Down-conservative function

Let $f_T$ be a function defined on $\mathbb{N}^{\star}$, the definition of which depends on a dashed line $T$, like $\mathrm{t}_T$, $\mathrm{t\_value}_T$ and $\mathrm{t\_space}_T$. Let $U$ be a dashed line and $V$ one of its dashed sublines. If the set of possible values assumed by $f_V$ is a subset of those ones assumed by $f_U$, i.e. if

$$f_V(\mathbb{N}^{\star}) \subseteq f_U(\mathbb{N}^{\star})$$

Then the $f_U$ function is said to be down-conservative. In addition, consistently with the definitions of $\mathrm{t}$, $\mathrm{t\_value}$ and $\mathrm{t\_space}$ (Definitions T.7, T.8 and T.9):

• If $f_U$ is down-conservative for every $U$, the function $f$ is said to be down-conservative.
• If there exists a dashed line $U$ such that $f_U$ is not down-conservative, then the function $f$ is said to be not down-conservative.

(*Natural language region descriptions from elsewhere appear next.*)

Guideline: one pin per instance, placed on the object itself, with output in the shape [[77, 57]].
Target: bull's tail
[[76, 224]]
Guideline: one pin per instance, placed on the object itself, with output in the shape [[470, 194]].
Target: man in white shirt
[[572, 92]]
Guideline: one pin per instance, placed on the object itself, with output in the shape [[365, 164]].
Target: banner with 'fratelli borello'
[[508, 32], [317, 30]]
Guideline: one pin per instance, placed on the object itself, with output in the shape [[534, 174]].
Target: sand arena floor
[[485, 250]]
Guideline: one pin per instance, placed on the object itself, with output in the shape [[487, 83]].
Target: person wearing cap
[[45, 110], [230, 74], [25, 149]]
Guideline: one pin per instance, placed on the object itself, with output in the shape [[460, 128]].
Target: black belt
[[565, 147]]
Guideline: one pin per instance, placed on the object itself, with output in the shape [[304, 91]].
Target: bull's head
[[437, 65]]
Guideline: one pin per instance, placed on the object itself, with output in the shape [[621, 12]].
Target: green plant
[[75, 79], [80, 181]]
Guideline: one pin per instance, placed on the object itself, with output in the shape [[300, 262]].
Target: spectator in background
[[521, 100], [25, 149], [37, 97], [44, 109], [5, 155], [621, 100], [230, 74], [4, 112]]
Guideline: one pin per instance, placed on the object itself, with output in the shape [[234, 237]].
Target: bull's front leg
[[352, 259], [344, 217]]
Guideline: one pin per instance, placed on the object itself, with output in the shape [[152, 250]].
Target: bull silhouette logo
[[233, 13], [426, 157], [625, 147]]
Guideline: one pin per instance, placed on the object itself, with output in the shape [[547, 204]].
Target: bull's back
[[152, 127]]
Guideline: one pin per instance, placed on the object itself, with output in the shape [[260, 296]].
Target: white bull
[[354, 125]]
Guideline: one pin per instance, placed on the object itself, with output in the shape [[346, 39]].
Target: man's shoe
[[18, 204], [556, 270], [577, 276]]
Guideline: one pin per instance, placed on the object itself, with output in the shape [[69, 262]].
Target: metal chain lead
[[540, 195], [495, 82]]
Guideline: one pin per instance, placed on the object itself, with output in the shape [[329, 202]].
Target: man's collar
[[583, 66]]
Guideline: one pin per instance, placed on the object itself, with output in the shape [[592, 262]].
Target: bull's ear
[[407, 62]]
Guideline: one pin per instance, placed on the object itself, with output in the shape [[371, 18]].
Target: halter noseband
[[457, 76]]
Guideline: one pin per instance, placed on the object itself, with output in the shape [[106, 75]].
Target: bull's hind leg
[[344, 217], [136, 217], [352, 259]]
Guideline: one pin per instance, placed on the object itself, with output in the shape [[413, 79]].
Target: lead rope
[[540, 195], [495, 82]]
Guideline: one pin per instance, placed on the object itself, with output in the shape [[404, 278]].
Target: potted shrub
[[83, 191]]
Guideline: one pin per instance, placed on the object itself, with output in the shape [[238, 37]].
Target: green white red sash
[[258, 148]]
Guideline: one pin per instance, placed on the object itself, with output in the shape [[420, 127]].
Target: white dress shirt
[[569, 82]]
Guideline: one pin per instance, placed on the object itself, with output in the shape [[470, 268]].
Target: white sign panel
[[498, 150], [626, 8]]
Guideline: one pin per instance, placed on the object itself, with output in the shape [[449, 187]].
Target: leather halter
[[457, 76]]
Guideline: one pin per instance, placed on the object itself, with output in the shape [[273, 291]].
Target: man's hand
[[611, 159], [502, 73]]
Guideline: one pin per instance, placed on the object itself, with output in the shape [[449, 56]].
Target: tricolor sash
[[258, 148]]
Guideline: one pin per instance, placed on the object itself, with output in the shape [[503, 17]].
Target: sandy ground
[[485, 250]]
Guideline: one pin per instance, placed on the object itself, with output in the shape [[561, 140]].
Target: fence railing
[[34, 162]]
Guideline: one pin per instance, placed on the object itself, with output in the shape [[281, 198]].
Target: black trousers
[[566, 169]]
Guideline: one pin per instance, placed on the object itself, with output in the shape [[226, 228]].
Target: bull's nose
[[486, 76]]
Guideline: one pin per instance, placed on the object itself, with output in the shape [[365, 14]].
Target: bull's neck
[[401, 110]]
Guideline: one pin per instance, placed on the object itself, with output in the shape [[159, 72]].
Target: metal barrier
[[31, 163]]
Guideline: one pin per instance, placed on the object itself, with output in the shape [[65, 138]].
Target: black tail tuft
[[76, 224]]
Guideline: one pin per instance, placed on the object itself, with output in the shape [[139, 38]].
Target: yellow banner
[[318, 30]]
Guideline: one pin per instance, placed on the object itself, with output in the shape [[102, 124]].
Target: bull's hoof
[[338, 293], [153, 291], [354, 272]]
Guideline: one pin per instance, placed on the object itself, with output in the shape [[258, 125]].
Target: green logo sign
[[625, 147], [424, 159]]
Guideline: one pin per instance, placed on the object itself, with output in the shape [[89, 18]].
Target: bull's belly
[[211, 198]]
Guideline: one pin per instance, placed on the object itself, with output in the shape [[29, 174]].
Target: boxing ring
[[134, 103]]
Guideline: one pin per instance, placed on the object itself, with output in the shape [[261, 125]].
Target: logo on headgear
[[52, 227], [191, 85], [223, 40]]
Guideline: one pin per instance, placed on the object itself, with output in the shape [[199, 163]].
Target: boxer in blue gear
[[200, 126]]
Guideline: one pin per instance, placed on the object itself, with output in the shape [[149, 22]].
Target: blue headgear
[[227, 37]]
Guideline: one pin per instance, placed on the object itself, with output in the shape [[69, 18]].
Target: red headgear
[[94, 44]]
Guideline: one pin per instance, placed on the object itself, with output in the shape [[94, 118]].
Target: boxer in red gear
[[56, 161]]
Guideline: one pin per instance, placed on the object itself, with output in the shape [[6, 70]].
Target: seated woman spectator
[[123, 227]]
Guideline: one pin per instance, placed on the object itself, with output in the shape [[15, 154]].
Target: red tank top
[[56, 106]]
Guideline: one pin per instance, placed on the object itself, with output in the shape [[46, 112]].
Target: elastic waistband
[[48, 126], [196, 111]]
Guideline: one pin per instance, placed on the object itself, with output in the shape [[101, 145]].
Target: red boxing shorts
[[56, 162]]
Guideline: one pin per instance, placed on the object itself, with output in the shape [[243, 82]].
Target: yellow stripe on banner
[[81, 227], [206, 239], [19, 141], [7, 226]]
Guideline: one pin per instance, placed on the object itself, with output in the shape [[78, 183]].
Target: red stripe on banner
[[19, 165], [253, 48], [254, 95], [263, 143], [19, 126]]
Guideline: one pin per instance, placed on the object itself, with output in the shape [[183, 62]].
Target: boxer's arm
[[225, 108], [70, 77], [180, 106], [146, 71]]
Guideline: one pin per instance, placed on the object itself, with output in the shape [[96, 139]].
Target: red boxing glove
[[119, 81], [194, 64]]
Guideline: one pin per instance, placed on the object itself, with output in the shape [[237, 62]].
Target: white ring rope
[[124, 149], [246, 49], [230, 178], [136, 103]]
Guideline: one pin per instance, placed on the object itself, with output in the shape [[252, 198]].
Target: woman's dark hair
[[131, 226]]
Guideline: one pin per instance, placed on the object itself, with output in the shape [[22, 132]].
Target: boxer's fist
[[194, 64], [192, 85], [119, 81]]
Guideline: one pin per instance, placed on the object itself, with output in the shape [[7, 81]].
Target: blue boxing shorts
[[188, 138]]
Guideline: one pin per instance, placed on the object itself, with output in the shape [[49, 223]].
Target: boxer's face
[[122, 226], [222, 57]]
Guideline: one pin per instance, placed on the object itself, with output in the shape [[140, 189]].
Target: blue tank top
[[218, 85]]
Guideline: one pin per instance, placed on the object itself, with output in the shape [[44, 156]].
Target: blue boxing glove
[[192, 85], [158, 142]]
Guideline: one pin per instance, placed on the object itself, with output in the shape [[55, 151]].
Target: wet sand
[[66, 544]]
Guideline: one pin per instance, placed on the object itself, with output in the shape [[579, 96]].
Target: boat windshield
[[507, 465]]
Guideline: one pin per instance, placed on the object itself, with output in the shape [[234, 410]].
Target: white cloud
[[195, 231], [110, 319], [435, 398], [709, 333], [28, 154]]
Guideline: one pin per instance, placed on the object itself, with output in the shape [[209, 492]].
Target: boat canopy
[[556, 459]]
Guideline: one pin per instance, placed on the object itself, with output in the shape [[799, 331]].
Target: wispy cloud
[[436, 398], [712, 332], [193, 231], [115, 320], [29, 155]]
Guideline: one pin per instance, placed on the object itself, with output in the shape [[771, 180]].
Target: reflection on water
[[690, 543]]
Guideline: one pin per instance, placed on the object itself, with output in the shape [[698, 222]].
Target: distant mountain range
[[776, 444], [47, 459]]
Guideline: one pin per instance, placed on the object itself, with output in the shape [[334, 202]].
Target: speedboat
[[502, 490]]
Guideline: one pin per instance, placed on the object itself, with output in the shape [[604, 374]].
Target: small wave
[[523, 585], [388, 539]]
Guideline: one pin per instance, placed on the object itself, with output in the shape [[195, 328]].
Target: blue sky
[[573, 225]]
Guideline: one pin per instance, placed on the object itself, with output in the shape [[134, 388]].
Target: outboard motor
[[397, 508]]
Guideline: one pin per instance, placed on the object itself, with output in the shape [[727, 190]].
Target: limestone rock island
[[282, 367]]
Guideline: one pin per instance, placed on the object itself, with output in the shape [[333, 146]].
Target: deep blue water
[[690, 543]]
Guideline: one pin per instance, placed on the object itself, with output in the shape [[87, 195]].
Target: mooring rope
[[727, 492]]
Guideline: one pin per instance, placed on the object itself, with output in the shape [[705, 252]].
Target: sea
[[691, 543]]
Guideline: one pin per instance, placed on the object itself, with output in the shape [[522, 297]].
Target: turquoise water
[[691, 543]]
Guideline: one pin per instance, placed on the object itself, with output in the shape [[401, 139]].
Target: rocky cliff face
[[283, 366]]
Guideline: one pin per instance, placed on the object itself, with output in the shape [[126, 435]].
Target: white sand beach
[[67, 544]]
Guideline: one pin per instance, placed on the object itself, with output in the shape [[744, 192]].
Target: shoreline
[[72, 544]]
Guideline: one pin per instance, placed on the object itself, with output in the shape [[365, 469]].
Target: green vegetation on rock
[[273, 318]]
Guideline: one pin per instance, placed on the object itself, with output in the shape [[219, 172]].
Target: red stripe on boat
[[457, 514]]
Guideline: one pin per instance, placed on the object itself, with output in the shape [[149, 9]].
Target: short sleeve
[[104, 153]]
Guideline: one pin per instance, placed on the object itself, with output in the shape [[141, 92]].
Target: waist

With reference to the dashed line $T = (3, 4, 5)$ and its dashed subline $U = (3, 4)$ shown in Figure 5, with $f = \mathrm{t\_space}$, we have that

$$\mathrm{t\_space}_T(\mathbb{N}^{\star}) = \mathrm{t\_space}_T(\{1, 2, 3, 4, 5, 6, 7, \ldots\}) = \{1, 2, 7, 11, 13, 14, 17, \ldots\}$$
$$\mathrm{t\_space}_U(\mathbb{N}^{\star}) = \mathrm{t\_space}_T(\{1, 2, 3, 4, 5, 6, 7, 8, 9, 10, 11 \ldots\}) = \{1, 2, 3, 6, 7, 9, 11, 13, 14, 17, 18, \ldots\}$$

So, as expected by Definition T.11:

$$\mathrm{t\_space}_T(\mathbb{N}^{\star}) = \{1, 2, 7, 11, 13, 14, 17, \ldots\} \subseteq \{1, 2, 3, 6, 7, 9, 11, 13, 14, 17, 18, \ldots\} = \mathrm{t\_space}_U(\mathbb{N}^{\star})$$

Since this happens for every dashed subline $U$, we say that $\mathrm{t\_space}_T$ is down-conservative. Indeed this behaviour does not depend even on the starting dashed line $T$, so we say that the function $\mathrm{t\_space}$ is down-conservative.

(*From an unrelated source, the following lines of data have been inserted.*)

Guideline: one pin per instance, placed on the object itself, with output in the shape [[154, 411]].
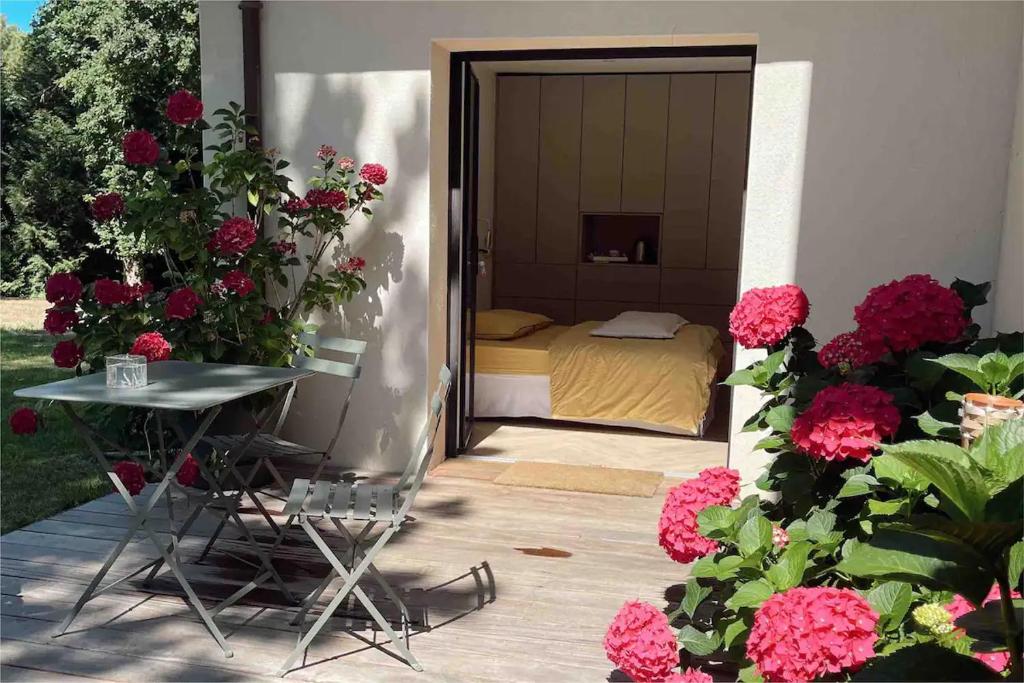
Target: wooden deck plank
[[498, 613]]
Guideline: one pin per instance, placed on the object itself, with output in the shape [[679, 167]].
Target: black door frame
[[462, 251]]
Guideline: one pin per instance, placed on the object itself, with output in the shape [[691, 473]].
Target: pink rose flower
[[809, 633], [108, 207], [765, 316], [375, 174], [183, 108], [641, 644], [153, 346], [845, 421], [64, 289], [140, 148]]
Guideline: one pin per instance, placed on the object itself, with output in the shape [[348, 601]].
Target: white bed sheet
[[529, 396]]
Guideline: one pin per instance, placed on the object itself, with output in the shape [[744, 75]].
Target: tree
[[89, 72]]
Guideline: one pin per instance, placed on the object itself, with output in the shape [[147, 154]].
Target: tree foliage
[[88, 72]]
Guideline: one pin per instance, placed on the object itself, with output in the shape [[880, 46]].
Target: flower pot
[[979, 411]]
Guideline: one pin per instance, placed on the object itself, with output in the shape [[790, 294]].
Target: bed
[[563, 373]]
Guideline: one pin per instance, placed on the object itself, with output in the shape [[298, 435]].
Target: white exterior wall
[[879, 147]]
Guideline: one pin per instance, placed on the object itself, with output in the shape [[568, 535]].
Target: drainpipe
[[251, 69]]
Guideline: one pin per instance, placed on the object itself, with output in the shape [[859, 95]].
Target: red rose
[[132, 476], [375, 174], [297, 205], [138, 292], [233, 237], [24, 421], [67, 354], [64, 289], [153, 346], [238, 282], [140, 148], [908, 312], [59, 321], [110, 292], [845, 421], [183, 108], [850, 350], [765, 316], [107, 207], [327, 199], [181, 304], [188, 472]]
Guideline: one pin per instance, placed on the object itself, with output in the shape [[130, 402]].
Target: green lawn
[[43, 474]]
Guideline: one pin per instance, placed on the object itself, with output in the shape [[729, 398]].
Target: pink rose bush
[[765, 316], [640, 643], [807, 633], [846, 421], [677, 528]]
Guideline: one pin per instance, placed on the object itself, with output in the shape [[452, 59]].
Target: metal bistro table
[[174, 387]]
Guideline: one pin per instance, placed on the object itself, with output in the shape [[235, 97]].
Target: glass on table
[[126, 371]]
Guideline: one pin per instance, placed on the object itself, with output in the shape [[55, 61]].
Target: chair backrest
[[416, 470], [314, 342]]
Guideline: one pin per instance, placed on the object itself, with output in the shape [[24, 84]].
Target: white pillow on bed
[[641, 325]]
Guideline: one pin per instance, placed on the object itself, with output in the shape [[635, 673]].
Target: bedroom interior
[[608, 190]]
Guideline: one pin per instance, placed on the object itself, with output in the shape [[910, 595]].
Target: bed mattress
[[526, 355]]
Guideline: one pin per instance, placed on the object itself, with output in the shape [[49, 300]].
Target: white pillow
[[641, 325]]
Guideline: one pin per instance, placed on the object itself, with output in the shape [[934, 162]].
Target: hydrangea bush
[[882, 545]]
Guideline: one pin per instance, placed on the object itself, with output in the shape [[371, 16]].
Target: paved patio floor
[[512, 585]]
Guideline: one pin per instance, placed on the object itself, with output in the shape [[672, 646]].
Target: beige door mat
[[613, 480]]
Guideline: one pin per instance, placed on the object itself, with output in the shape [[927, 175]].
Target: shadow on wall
[[389, 317]]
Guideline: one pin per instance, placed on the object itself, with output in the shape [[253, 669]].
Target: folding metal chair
[[266, 446], [372, 505]]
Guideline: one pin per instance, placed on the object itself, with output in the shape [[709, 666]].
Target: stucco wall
[[879, 147]]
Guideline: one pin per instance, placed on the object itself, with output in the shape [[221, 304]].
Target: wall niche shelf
[[604, 235]]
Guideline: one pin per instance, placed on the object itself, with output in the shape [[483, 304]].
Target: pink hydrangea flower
[[908, 312], [765, 315], [997, 662], [677, 527], [846, 421], [641, 644], [808, 633]]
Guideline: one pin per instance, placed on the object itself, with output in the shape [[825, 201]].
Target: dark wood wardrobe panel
[[562, 311], [611, 283], [515, 168], [644, 139], [537, 281], [728, 170], [698, 287], [691, 118], [605, 310], [558, 170], [601, 151]]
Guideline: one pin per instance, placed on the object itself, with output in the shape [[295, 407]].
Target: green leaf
[[858, 484], [788, 571], [754, 536], [966, 365], [695, 593], [751, 594], [949, 469], [698, 643], [1016, 563], [927, 662], [780, 418], [891, 600], [934, 559]]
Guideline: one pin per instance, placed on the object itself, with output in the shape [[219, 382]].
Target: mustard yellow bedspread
[[658, 381]]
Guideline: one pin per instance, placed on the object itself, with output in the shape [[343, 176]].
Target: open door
[[463, 251]]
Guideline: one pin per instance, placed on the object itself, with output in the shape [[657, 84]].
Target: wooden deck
[[497, 606]]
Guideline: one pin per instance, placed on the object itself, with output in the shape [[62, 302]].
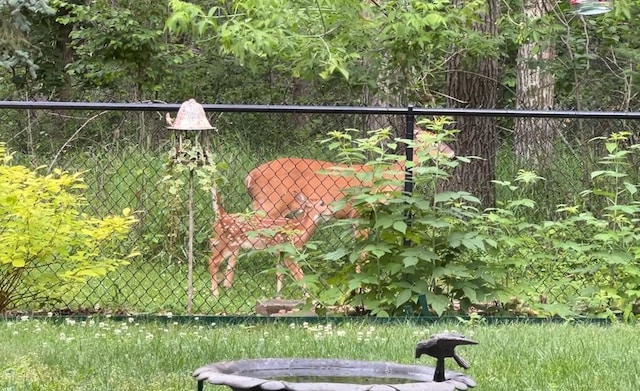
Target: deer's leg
[[360, 234], [216, 259], [231, 271]]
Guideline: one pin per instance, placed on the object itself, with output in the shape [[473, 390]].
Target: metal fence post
[[408, 167]]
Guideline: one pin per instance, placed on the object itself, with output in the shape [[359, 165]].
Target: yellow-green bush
[[47, 245]]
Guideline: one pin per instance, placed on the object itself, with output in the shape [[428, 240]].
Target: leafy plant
[[47, 245], [420, 244]]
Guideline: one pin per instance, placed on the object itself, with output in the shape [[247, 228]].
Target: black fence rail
[[123, 150]]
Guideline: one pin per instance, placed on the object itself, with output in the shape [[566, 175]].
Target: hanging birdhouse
[[591, 7], [191, 127]]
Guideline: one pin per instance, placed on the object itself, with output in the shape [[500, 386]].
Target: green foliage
[[14, 29], [354, 40], [47, 245], [430, 253], [112, 43], [583, 262], [589, 253]]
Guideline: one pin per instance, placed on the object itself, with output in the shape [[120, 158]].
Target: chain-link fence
[[125, 154]]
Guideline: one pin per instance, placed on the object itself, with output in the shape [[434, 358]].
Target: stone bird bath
[[304, 374]]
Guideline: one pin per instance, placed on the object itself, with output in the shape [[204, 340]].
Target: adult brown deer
[[232, 233], [273, 184]]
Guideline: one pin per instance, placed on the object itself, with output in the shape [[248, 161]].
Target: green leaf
[[434, 20], [470, 293], [400, 226], [403, 297]]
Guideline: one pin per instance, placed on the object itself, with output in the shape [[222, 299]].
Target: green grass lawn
[[106, 354]]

Note that the terminology “the $f$ function is down-conservative” is inaccurate, because $f$ is not technically a function, but it becomes a function when a dashed line is specified in the subscript. Though it turns out to be simpler to say, for example, “the $\mathrm{t\_space}$ function is down-conservative” than saying “the $\mathrm{t\_space}_T$ function is down-conservative for every $T$“.

We already remarked that the following property is true:

Down-conservativity of $\mathrm{t}$, $\mathrm{t\_value}$ and $\mathrm{t\_space}$ functions

Function $\mathrm{t\_space}$ is down-conservative, whereas $\mathrm{t}$ and $\mathrm{t\_value}$ are not.

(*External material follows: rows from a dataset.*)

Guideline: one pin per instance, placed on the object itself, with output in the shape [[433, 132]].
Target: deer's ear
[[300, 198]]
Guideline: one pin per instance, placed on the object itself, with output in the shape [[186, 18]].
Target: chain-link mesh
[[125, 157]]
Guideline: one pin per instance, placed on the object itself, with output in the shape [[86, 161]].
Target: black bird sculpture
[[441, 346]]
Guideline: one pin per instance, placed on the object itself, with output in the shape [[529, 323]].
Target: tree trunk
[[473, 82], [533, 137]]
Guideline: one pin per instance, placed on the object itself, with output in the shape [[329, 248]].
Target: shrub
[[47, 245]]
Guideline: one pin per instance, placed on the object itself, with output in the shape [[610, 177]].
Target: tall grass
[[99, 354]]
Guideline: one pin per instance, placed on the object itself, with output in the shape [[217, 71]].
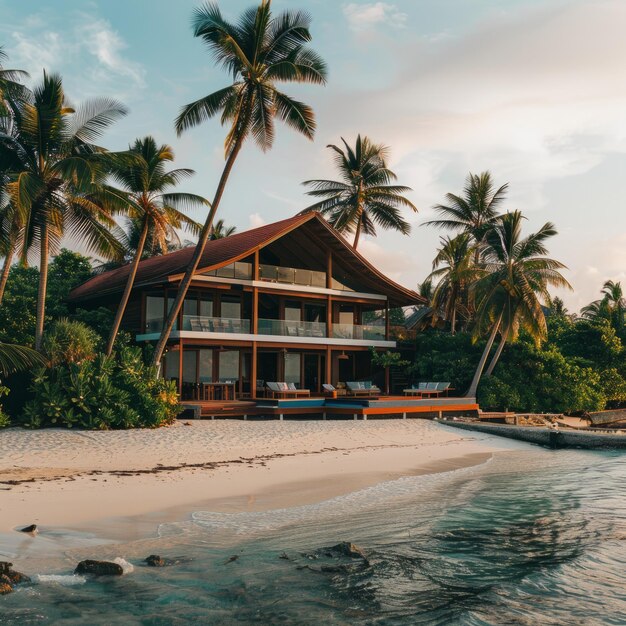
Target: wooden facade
[[287, 302]]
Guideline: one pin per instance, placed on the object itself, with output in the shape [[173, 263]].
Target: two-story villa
[[288, 301]]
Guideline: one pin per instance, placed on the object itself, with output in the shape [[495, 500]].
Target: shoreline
[[124, 490]]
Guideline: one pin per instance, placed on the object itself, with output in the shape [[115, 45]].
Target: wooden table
[[226, 391]]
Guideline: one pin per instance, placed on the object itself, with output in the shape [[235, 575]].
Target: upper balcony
[[292, 331], [278, 274]]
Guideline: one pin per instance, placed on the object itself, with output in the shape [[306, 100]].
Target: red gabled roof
[[223, 251]]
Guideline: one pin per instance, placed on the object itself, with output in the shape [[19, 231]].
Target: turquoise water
[[531, 537]]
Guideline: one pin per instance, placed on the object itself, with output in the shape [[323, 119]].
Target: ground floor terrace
[[231, 371], [346, 407]]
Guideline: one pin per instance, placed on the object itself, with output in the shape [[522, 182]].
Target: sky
[[532, 90]]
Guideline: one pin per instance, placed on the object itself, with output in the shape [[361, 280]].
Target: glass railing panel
[[355, 331], [198, 323], [291, 328]]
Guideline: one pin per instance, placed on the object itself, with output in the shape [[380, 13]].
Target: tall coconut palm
[[220, 230], [11, 88], [473, 212], [517, 276], [259, 51], [612, 306], [364, 197], [153, 207], [454, 273], [56, 176]]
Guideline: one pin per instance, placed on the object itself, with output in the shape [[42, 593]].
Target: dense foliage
[[581, 367], [18, 309], [102, 393]]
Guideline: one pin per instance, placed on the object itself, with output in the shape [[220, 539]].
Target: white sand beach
[[73, 479]]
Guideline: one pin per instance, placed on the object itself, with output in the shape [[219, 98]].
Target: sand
[[76, 479]]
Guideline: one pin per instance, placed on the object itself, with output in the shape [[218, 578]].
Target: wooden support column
[[253, 371], [180, 368], [387, 320], [329, 365]]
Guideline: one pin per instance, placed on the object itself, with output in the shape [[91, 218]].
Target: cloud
[[256, 220], [366, 16], [87, 52]]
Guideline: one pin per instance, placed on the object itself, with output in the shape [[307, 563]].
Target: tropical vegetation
[[365, 196]]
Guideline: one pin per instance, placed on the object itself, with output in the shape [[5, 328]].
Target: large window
[[205, 373], [231, 307], [292, 368], [154, 313], [229, 365]]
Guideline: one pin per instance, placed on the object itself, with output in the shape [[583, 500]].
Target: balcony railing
[[215, 324], [355, 331], [290, 328]]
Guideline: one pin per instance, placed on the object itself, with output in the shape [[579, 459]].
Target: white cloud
[[366, 16], [256, 220], [88, 54]]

Finally, analyzing the definition of downcast function in detail, we can note that it’s not completely deterministic, but it is only for the $x$s corresponding to dashes/values/spaces that belong to the dashed subline: for the other $x$s the definition does not specify how the function has to behave. This degree of freedom lets, generally, different possible downcast functions exist, for the same couple dashed line-subline.

Considering the downcast of $\mathrm{t}$ from $T = (3, 4)$ to $U = (3)$ shown in Figure 1, by Definition T.10 (Downcast function), a downcast function is defined for all the $x$s such that:

$$\exists y \text{ such that } \mathrm{t}_T(x) = \mathrm{t}_U(y)$$

But not always this $y$ exists, because the $\mathrm{t}$ function is not down-conservative. In detail, if $d$ is a downcast function, we’ll have that:

• For $x = 1$, $\mathrm{t}_T(x) = (1, 1)$. It’s a dash of the first row, the only one of the dashed line $U$, so it belongs to $U$. We have that $\mathrm{t}_T(x) = (1, 1) = \mathrm{t}_U(1)$, so $d(1) = 1$.
• For $x = 2$, $\mathrm{t}_T(x) = (2, 1)$. It’s a dash of the second row, hence not belonging to $U$. So the value $d(2)$ is not defined.
• For $x = 3$, $\mathrm{t}_T(x) = (1, 2) \in U$. In $U$ we have that $(1, 2) = \mathrm{t}_U(2)$, so $d(3) = 2$.
• For $x = 4$, $\mathrm{t}_T(x) = (2, 2) \notin U$. So the value $d(4)$ is not defined.
• For $x = 5$, $\mathrm{t}_T(x) = (1, 3) \in U$. In $U$ we have that $(1, 3) = \mathrm{t}_U(3)$, so $d(5) = 3$.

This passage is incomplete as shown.